New Approache to Nasal Valve Surgery
Z-plasty, which involves the creation and transposition of two triangular flaps, is a technique commonly used by surgeons for scar revision, but it is garnering increasing attention from otolaryngologists–head and neck surgeons as a minimally invasive treatment option for nasal valve collapse. While intranasal Z-plasty has been well-described for nasal valve stenosis and cleft nasal deformities, it has been poorly described for idiopathic nasal valve collapse, according to Jay M. Dutton, MD, Assistant Professor of Otolaryngology at Rush University Medical Center in Chicago.
Dr. Dutton was on hand to present a report describing the technique and early study results to the American Rhinologic Society here at the 2006 Combined Otolaryngology Spring Meetings (COSM).
“Z-plasty has a long history and an excellent track record in both plastics and ENT,” Dr. Dutton said. “But there’s just not much in the literature yet for treating patients with nasal valve collapse.”

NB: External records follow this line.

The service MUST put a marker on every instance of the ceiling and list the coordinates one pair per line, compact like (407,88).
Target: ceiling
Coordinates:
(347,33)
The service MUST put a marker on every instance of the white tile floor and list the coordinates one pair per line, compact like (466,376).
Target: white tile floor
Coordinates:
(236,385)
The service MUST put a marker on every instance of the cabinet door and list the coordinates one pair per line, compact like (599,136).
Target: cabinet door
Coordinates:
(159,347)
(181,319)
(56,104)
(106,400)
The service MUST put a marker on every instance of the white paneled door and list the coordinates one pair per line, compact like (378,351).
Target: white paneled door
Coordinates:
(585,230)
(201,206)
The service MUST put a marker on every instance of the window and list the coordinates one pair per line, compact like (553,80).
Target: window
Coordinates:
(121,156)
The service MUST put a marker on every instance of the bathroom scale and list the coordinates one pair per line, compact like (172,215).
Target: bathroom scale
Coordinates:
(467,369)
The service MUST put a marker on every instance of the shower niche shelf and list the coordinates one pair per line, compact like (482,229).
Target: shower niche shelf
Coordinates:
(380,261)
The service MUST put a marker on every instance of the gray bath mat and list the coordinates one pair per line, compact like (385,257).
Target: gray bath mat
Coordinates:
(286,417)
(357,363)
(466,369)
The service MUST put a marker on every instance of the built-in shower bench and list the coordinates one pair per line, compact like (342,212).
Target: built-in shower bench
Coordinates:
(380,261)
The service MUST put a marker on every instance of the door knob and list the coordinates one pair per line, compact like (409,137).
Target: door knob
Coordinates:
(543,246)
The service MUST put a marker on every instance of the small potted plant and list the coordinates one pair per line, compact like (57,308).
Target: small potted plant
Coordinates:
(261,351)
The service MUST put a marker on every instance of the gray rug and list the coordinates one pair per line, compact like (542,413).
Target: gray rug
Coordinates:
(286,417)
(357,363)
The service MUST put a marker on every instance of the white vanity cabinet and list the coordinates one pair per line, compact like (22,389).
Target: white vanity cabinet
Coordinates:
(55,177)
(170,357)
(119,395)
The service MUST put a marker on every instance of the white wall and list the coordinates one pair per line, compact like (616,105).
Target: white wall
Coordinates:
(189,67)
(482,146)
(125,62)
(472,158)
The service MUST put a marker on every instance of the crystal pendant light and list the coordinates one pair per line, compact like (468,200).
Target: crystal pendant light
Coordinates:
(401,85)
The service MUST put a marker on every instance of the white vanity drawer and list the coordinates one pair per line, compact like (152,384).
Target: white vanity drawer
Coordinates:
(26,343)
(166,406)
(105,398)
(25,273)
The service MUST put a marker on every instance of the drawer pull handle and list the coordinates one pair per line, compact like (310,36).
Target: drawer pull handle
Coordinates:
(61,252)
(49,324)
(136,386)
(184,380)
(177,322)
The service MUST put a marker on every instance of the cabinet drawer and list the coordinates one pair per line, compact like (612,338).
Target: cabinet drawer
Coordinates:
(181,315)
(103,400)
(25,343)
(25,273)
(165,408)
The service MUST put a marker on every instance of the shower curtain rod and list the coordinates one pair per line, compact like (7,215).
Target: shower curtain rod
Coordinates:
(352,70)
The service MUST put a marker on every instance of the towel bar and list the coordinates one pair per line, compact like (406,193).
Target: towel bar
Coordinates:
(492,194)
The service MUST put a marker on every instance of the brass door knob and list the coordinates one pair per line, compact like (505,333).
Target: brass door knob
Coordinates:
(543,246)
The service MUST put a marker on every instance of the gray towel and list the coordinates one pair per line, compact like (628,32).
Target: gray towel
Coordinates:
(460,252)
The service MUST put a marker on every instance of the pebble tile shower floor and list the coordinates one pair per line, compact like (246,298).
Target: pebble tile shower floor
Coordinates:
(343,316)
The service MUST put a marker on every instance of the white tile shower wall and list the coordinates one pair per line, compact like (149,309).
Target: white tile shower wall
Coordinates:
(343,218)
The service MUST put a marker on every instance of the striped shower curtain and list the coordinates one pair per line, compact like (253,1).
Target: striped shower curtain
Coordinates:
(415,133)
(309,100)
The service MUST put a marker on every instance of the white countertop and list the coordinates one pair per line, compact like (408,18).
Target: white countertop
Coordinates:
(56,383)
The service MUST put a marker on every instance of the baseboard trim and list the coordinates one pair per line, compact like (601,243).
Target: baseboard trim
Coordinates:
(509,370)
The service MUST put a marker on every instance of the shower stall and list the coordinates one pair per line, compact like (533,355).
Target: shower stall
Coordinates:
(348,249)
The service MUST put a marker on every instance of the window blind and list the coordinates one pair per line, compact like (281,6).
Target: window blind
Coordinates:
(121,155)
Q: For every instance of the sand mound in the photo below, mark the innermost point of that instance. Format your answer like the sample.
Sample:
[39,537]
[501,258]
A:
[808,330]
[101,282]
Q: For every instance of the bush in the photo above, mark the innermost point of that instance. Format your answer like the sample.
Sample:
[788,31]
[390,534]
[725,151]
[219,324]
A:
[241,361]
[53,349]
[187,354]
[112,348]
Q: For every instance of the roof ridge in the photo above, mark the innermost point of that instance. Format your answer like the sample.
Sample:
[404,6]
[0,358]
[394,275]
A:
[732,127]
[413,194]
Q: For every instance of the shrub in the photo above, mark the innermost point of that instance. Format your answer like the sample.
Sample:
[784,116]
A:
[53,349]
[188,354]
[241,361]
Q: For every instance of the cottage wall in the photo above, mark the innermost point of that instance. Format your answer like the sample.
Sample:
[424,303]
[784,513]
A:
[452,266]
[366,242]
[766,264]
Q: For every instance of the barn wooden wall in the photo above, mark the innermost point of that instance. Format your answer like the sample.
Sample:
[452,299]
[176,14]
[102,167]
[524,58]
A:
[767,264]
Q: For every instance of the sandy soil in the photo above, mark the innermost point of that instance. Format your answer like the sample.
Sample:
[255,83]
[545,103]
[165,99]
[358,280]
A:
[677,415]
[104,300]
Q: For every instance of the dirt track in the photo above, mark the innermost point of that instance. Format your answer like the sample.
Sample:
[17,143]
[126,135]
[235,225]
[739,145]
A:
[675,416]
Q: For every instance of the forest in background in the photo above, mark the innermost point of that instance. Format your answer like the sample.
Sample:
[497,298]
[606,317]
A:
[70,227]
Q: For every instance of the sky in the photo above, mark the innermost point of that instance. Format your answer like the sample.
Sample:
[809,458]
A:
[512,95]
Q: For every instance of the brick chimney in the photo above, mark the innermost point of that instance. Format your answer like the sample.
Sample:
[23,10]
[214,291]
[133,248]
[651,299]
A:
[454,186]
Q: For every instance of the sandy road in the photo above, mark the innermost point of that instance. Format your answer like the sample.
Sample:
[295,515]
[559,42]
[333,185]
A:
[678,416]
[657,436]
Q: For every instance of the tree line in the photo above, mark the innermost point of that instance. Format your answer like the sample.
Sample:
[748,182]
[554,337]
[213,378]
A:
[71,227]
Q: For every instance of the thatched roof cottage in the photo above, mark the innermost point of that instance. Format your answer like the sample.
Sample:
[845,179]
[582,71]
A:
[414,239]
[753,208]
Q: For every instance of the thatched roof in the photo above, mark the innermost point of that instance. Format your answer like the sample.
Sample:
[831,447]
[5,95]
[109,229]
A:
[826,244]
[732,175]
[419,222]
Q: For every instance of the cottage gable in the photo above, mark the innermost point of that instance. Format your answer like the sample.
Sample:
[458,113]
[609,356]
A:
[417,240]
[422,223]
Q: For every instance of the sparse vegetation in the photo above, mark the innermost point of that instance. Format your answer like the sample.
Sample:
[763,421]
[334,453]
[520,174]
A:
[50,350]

Significant Improvements in Obstruction and Airflow
Dr. Dutton and his colleagues performed a retrospective chart review on 10 consecutive patients undergoing bilateral intranasal Z-plasty over a 24-month period. The mean age of the patients was 49.5 and mean follow-up was approximately a year and a half. All of the patients had been treated with prior medical care and most had undergone prior surgical therapy.
All patients were rated pre- and postoperatively on a visual analog scale of 0 (no obstruction) to 10 (total obstruction). The procedure was performed under local anesthesia with conscious IV sedation; no complications were reported.